TAPANULI TENGAH,TERMINALNEWS.CO – Pemerintah bersama Yayasan Budha Tzu Chi Indonesia memulai pembangunan hunian tetap bagi masyarakat terdampak bencana alam di Sumatera Utara. Pembangunan ini diawali dengan peletakan batu pertama di beberapa lokasi seperti Tapanuli Tengah, Sibolga, dan Tapanuli Utara.
Menteri Perumahan Rakyat dan Kawasan Permukiman (PKP), Maruarar Sirait, dalam sambutannya mengatakan, program pembangunan hunian tetap ini merupakan bagian dari arahan langsung Presiden Prabowo Subianto, yang bertujuan untuk memberi solusi permanen kepada warga terdampak bencana.
“Melalui pembangunan hunian tetap ini, kami ingin memastikan bahwa warga yang terdampak bencana mendapatkan rumah yang aman, layak, dan sesuai dengan kebutuhan mereka. Ini bukan hanya tentang membangun fisik rumah, tetapi juga membangun ekosistem kehidupan sosial yang berkelanjutan,” kata Maruarar.
Peletakan batu pertama dilaksanakan di Tapanuli Tengah dengan dihadiri oleh pimpinan Yayasan Buddha Tzu Chi Indonesia, Sugianto Kusuma (Aguan), serta pejabat lokal, seperti Wali Kota Sibolga Akhmad Syukri Nazry dan Ketua DPRD Kota Sibolga Ansar Afandi Paranginangi.

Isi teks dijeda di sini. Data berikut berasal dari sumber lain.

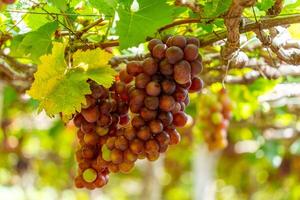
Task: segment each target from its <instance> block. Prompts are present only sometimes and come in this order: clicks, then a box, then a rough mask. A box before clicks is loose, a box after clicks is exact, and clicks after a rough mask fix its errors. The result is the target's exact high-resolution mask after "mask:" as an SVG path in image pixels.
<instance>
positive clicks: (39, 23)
mask: <svg viewBox="0 0 300 200" xmlns="http://www.w3.org/2000/svg"><path fill="white" fill-rule="evenodd" d="M44 10H47V11H48V12H51V13H59V10H58V9H57V8H56V7H53V6H49V5H46V6H45V7H44ZM44 10H43V9H41V8H36V9H33V10H30V11H33V12H38V13H46V12H45V11H44ZM24 21H25V23H26V24H27V26H28V27H29V28H31V30H37V29H38V28H40V27H41V26H43V25H45V24H47V23H48V22H51V21H53V19H52V18H51V17H50V16H49V15H47V14H45V15H34V14H27V15H26V17H25V18H24Z"/></svg>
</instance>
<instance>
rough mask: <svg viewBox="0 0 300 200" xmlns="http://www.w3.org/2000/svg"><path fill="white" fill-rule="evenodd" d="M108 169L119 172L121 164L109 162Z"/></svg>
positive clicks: (110, 171)
mask: <svg viewBox="0 0 300 200" xmlns="http://www.w3.org/2000/svg"><path fill="white" fill-rule="evenodd" d="M108 170H109V171H110V172H113V173H117V172H119V166H118V165H117V164H114V163H109V165H108Z"/></svg>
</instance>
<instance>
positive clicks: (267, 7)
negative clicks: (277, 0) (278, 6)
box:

Pembangunan hunian tetap ini juga diharapkan dapat mempercepat proses pemulihan pasca-bencana. Menteri Maruarar menegaskan bahwa pihaknya akan terus berkoordinasi dengan berbagai lembaga negara, seperti TNI, Polri, BNPB, dan kementerian terkait untuk mempercepat proses pembangunan dan distribusi bantuan.
“Ini adalah bentuk nyata kehadiran negara bagi masyarakat yang tengah menghadapi kesulitan. Semua pihak harus bersinergi untuk memberikan bantuan secepat dan sebaik mungkin,” tambahnya.